With Nunes backing up the individual, on-ball defenders Virginia has, this Wahoo defense can be very good and can realistically stymy any offense in the country.

Cade Saustad and Cole Kastner have themselves a day

Speaking of UVA’s individual defenders, Cade Saustad and Cole Kastner had themselves one heck of a day against Notre Dame’s Kavanagh brothers. Holding Pat (two goals, two assists) and Chris (two goals) to just six combined points compared to their average of 10.5 per game is quite an impressive feat.

That points to just how special a pair that the 6’5” Saustad and the 6’7” Kasnter is. Their length is unmatched and they know how to use it incredibly well. When they can adequately balance being aggressive with maintaining good positioning and the rest of the defense is sound off-ball, those two can shut down any of the best attackmen in the country. With the Kavanagh brothers ending the game kneeling next to each other in the penalty box after losing their tempers in the final seconds, the combined ability of Saustad and Kastner has never been more obvious.

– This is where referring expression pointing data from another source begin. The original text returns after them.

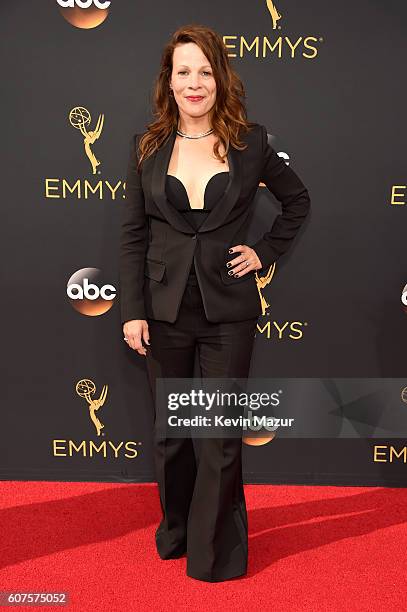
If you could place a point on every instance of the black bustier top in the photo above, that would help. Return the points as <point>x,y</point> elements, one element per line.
<point>178,196</point>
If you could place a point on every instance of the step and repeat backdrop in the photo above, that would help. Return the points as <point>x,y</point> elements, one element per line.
<point>327,82</point>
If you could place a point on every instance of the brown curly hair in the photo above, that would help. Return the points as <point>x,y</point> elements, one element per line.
<point>228,115</point>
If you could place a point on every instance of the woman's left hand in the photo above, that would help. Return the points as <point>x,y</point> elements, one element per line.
<point>245,262</point>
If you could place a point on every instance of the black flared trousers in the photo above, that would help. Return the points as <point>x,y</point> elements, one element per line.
<point>201,494</point>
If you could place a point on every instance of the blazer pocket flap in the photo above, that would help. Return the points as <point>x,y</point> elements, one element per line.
<point>154,269</point>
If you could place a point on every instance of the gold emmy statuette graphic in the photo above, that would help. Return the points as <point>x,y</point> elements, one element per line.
<point>85,388</point>
<point>260,440</point>
<point>275,15</point>
<point>263,281</point>
<point>80,118</point>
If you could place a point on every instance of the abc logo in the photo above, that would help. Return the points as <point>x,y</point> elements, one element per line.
<point>89,293</point>
<point>84,14</point>
<point>404,299</point>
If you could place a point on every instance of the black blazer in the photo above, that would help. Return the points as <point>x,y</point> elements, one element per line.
<point>157,244</point>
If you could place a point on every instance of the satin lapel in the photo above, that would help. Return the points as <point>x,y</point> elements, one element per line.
<point>218,214</point>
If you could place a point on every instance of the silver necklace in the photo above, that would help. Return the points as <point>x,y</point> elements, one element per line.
<point>196,136</point>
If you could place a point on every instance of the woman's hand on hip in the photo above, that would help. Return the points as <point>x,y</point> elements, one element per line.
<point>246,260</point>
<point>134,332</point>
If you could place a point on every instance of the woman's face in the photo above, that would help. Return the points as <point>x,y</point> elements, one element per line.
<point>192,79</point>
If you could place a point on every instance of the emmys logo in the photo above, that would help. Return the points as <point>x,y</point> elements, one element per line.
<point>280,47</point>
<point>275,15</point>
<point>88,292</point>
<point>86,388</point>
<point>261,282</point>
<point>84,14</point>
<point>82,188</point>
<point>107,449</point>
<point>404,299</point>
<point>80,119</point>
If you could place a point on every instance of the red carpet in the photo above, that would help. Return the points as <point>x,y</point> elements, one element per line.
<point>310,548</point>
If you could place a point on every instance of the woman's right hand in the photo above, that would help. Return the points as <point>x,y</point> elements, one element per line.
<point>136,330</point>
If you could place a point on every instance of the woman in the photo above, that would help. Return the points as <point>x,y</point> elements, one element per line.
<point>187,278</point>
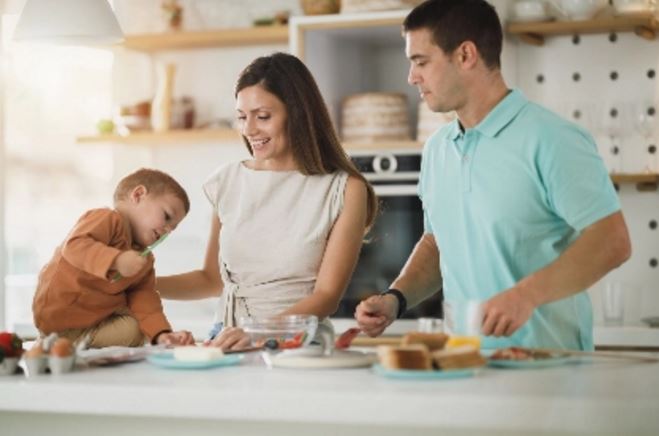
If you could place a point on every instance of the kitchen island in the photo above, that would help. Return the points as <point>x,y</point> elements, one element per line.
<point>586,396</point>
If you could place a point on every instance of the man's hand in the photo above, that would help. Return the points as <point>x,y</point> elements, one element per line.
<point>129,263</point>
<point>376,313</point>
<point>506,312</point>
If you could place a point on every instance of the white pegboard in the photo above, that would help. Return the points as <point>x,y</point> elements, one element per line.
<point>634,62</point>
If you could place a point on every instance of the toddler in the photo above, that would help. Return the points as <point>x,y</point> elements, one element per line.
<point>100,284</point>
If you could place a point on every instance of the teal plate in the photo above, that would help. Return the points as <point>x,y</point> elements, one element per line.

Connor Shellenberger establishes himself as the Tewaaraton favorite

From a pure point-scoring perspective, Connor Shellenberger has had a few quiet games this season. Most of those have been a result of him recognizing that the Wahoo offense can win matchups elsewhere and consequently deciding to help maximize those advantages. But, against Maryland last Saturday, Shellenberger had a goal and two assists while shooting 1-7.

Against the Irish and with another presumed Tewaaraton (lacrosse’s version of the Heisman Trophy) finalist Pat Kavanagh on the other side of the field, Shellenberger picked the Notre Dame defense apart all day long. Finishing with two goals (2-4 shooting) and five assists, Shellenberger dissected Notre Dame as he consistently forced the Irish to slide to him and then found cutters such as Xander Dickson — who lit the scoreboard up with six goals (6-12) and an assist after he also shot just 1-7 against Maryland.

While he was guarded by one of the country’s best defenders in Chris Fake for most of the game, Shellenberger and offensive coordinator Sean Kirwan managed to bully Notre Dame for almost the entire 60 minutes. The way #1 can attack picks in settled offense is unmatched in college lacrosse as his change of direction, practical ambidextrousness, and insanely high lacrosse IQ make him the toughest cover in the country. Add that to his heady play in transition and the ability to attack defenses from anywhere on the field, and his status as the best player in college lacrosse should not be questioned.

After a seven-point performance against the #1 ranked Irish while Pat Kavanagh was largely quiet, Shellenberger should be the current favorite to win the Tewaaraton with Duke’s Brennan O’Neil and Kavanagh a rung below him.

There’s still room to improve

Maybe this is silly to say after handling the number one team in the country on the road in a raucous environment. But this result still indicates that there are areas where Virginia can be even better.

At the faceoff dot, Petey LaSalla won an impressive 58.6% (17-29) of the draws. But that could’ve been far higher if the ‘Hoos had been able to counter Notre Dame forcing LaSalla to flip the ball behind him after winning the draw. Notre Dame’s wing play was better than UVA’s in this game and consistently won them possessions even after LaSalla won the initial clamp. That will be something other teams try to do against the offensively-dangerous LaSalla and Virginia would do well to try to find solutions for such strategies.

Similarly, while scoring 15 goals against this Irish defense is no small feat, there was potential for even more offensive explosion from the Cavaliers. Griffin Schutz didn’t register a point in this game while shooting 0-5. Peter Garno shot 1-6. But that’s fine! Obviously, sometimes players have off games or are just unlucky, and both of those players have proven themselves capable enough that one meh performance doesn’t say much.

UVA still scoring like they did with those guys being quiet, while turning the ball over 18 times, and failing to clear the ball on four occasions (Virginia was 26-30 or 86.7% clearing the ball, which could be slightly improved upon) speaks to the fact that this team is not in its final form yet. And that is a terrifying prospect for the rest of college lacrosse.